Frequently asked questions

Can I use the legacy raspistill and raspivid commands on Raspberry Pi OS Bookworm?
No. The legacy camera stack was removed in Bookworm. The raspistill and raspivid binaries no longer exist; you must use rpicam-still and rpicam-vid from the rpicam-apps suite.
How do I use two cameras simultaneously on a Pi 5?
The Pi 5 has two CSI connectors. Connect both modules and select which one to use with the --camera 0 or --camera 1 flag. Running two streams simultaneously requires two separate rpicam-vid processes, each specifying a different camera index.
Why does the preview window not appear or crash on my desktop?
Raspberry Pi OS Bookworm uses Wayland by default, and the default DRM/KMS preview can conflict with it. Use --nopreview for headless use, or add --qt-preview to get a Qt-based window that works under Wayland.

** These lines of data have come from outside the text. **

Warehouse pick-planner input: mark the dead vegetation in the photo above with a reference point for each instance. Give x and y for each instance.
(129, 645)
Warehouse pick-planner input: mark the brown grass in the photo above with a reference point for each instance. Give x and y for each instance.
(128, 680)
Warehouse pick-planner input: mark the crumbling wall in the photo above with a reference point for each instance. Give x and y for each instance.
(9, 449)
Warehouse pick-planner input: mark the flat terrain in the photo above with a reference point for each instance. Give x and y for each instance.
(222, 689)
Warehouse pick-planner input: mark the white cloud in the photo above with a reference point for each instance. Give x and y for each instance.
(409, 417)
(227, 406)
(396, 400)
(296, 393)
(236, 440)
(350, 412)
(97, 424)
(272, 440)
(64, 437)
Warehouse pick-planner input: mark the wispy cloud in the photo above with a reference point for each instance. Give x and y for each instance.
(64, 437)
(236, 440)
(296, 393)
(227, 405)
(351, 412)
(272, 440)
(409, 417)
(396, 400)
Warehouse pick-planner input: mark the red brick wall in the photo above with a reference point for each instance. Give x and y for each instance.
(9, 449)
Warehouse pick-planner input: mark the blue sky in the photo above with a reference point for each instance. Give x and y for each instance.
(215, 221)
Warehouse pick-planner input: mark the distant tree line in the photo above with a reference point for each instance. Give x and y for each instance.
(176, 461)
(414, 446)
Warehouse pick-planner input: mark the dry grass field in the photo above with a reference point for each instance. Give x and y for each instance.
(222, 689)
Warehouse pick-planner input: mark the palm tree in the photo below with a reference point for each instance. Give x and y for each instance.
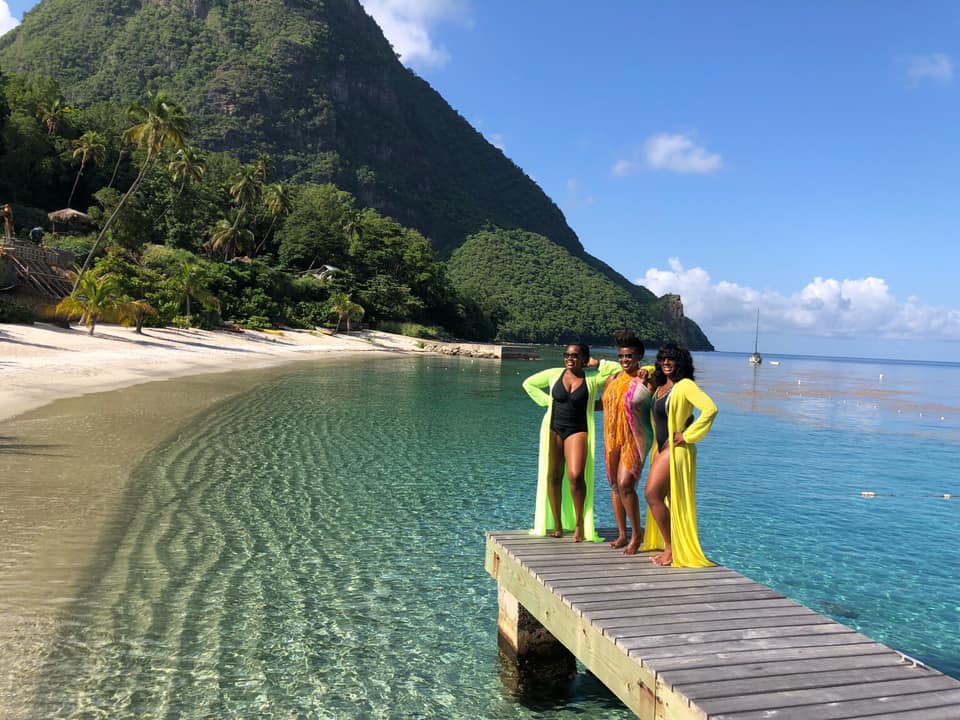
(161, 123)
(90, 146)
(191, 287)
(263, 166)
(246, 187)
(278, 201)
(52, 113)
(345, 309)
(187, 167)
(92, 297)
(228, 236)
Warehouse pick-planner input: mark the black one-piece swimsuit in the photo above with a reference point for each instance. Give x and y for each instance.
(569, 414)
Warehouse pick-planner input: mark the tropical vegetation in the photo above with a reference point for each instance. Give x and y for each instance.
(271, 163)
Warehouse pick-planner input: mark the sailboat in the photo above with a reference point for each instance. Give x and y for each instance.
(755, 359)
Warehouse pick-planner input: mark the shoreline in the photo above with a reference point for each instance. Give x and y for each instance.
(70, 440)
(42, 363)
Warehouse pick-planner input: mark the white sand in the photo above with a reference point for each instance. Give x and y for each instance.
(42, 363)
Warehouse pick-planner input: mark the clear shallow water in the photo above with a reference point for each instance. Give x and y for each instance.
(314, 548)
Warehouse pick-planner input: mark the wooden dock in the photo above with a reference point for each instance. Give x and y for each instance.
(684, 644)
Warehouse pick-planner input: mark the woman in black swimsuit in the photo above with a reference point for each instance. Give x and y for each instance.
(569, 394)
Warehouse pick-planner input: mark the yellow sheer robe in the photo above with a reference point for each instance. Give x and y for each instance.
(539, 387)
(684, 397)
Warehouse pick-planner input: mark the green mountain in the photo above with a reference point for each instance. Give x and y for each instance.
(536, 291)
(314, 84)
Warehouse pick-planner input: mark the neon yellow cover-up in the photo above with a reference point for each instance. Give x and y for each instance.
(684, 397)
(539, 387)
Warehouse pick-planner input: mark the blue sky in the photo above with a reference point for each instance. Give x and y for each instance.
(799, 157)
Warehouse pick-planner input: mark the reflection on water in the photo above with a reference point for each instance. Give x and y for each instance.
(313, 547)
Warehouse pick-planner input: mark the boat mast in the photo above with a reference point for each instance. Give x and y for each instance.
(756, 337)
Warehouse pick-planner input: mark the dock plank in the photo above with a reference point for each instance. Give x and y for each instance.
(710, 643)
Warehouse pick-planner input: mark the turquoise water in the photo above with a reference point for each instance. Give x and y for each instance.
(314, 548)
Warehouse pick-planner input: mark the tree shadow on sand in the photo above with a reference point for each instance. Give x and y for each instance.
(10, 446)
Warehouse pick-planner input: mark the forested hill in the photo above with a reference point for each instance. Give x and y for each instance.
(312, 83)
(311, 94)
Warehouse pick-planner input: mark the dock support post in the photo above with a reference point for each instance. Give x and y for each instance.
(536, 654)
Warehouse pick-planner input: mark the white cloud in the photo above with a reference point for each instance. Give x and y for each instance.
(825, 307)
(407, 24)
(679, 154)
(622, 168)
(577, 197)
(937, 66)
(7, 20)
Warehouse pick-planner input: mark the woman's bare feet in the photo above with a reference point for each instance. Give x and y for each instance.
(620, 542)
(664, 559)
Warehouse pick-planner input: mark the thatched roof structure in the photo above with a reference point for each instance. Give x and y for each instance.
(68, 215)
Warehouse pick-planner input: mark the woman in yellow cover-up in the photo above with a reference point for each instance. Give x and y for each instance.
(627, 436)
(567, 442)
(673, 470)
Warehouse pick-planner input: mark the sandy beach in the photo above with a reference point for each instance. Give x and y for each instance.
(68, 443)
(41, 363)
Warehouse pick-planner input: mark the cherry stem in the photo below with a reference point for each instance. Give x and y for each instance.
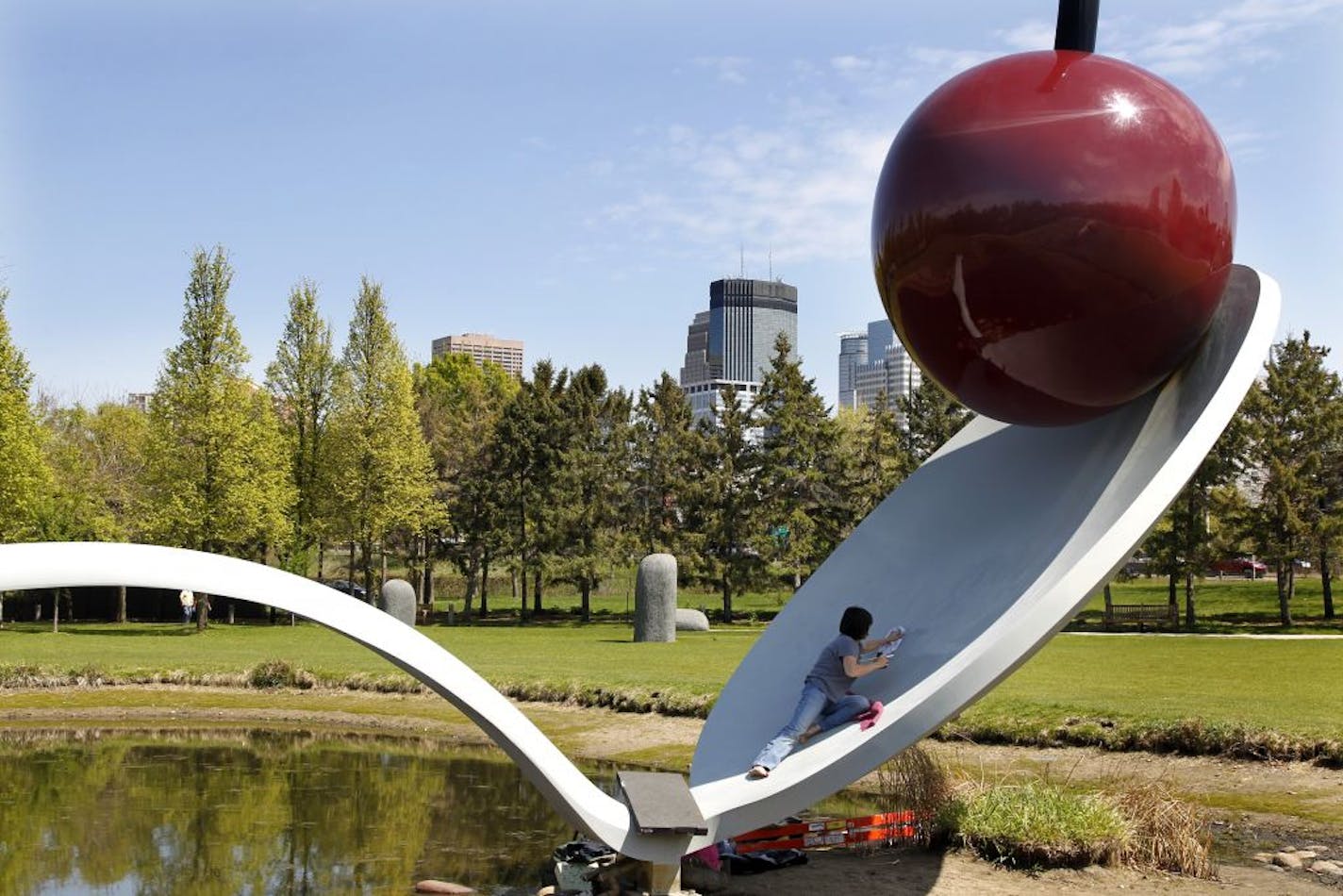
(1076, 27)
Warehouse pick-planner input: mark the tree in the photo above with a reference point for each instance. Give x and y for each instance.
(798, 464)
(931, 417)
(659, 465)
(531, 440)
(25, 478)
(382, 471)
(1329, 519)
(301, 379)
(1295, 415)
(725, 500)
(589, 475)
(871, 456)
(1185, 543)
(459, 405)
(215, 477)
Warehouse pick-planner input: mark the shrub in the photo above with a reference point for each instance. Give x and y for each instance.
(277, 673)
(915, 782)
(1166, 833)
(1035, 825)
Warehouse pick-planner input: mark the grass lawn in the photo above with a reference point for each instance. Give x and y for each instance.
(1285, 686)
(1226, 605)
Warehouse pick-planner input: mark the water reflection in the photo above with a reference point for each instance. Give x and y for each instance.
(262, 813)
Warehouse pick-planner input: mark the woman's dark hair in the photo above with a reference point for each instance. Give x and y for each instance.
(855, 622)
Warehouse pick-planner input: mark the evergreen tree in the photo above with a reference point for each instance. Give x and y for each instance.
(301, 379)
(661, 465)
(871, 446)
(214, 473)
(1185, 543)
(589, 477)
(931, 417)
(382, 469)
(531, 437)
(459, 406)
(798, 464)
(1295, 415)
(25, 480)
(725, 500)
(1329, 519)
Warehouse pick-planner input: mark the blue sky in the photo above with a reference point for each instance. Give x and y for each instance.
(571, 174)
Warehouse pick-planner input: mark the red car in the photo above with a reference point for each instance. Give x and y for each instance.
(1248, 567)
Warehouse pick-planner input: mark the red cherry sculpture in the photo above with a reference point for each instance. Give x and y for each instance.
(1052, 234)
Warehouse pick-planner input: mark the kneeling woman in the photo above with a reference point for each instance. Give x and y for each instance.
(826, 702)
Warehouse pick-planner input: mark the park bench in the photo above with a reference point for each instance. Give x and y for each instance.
(1139, 613)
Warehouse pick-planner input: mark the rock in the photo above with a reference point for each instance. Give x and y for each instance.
(398, 599)
(1327, 868)
(690, 621)
(655, 598)
(442, 887)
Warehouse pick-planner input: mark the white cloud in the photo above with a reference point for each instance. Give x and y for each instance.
(801, 183)
(1223, 40)
(728, 69)
(804, 193)
(1036, 34)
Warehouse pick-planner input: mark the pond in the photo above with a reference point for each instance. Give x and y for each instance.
(263, 811)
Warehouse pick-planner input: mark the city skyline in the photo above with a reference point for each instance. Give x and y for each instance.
(551, 174)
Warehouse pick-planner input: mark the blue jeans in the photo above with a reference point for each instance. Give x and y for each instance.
(813, 708)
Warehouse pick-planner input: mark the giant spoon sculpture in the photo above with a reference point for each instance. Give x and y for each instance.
(1052, 238)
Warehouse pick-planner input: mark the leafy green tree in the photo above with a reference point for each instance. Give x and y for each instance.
(799, 462)
(1295, 415)
(459, 405)
(662, 455)
(724, 500)
(303, 380)
(931, 417)
(589, 477)
(25, 478)
(382, 471)
(531, 439)
(215, 473)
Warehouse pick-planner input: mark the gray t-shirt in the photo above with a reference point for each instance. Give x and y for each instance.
(829, 671)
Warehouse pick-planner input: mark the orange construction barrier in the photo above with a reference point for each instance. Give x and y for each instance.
(830, 832)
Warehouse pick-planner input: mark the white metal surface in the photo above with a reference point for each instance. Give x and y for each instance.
(982, 555)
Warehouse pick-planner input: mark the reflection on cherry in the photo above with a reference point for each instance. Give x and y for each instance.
(1052, 234)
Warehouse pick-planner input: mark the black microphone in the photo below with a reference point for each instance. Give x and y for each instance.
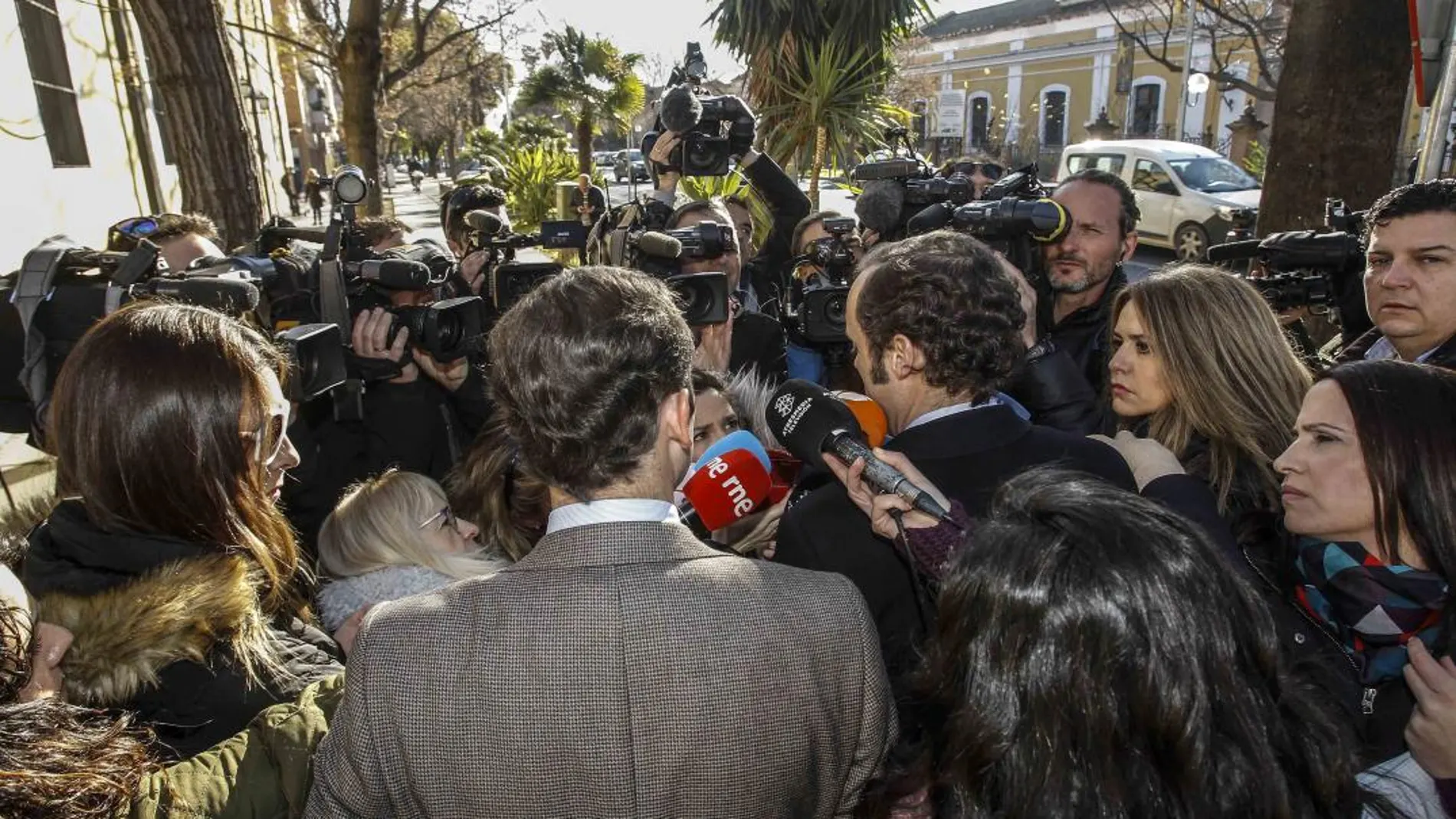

What is the maximum resolution and framerate for video recording?
It depends on the sensor. The Camera Module 3 (IMX708) supports up to 4608x2592 at around 14 fps or 1080p at 50 fps in hardware. The HQ camera (IMX477) tops out at 4056x3040 for stills and 1080p30 for practical video. Check rpicam-hello --list-cameras for your sensor's supported modes.
How do I reduce streaming latency below 1 second?
Use UDP instead of TCP, pass -fflags nobuffer -flags low_delay -framedrop to ffplay on the viewer, and lower the encoder intra-period with --intra on the Pi side. Switching to a wired Ethernet connection over Wi-Fi also helps significantly.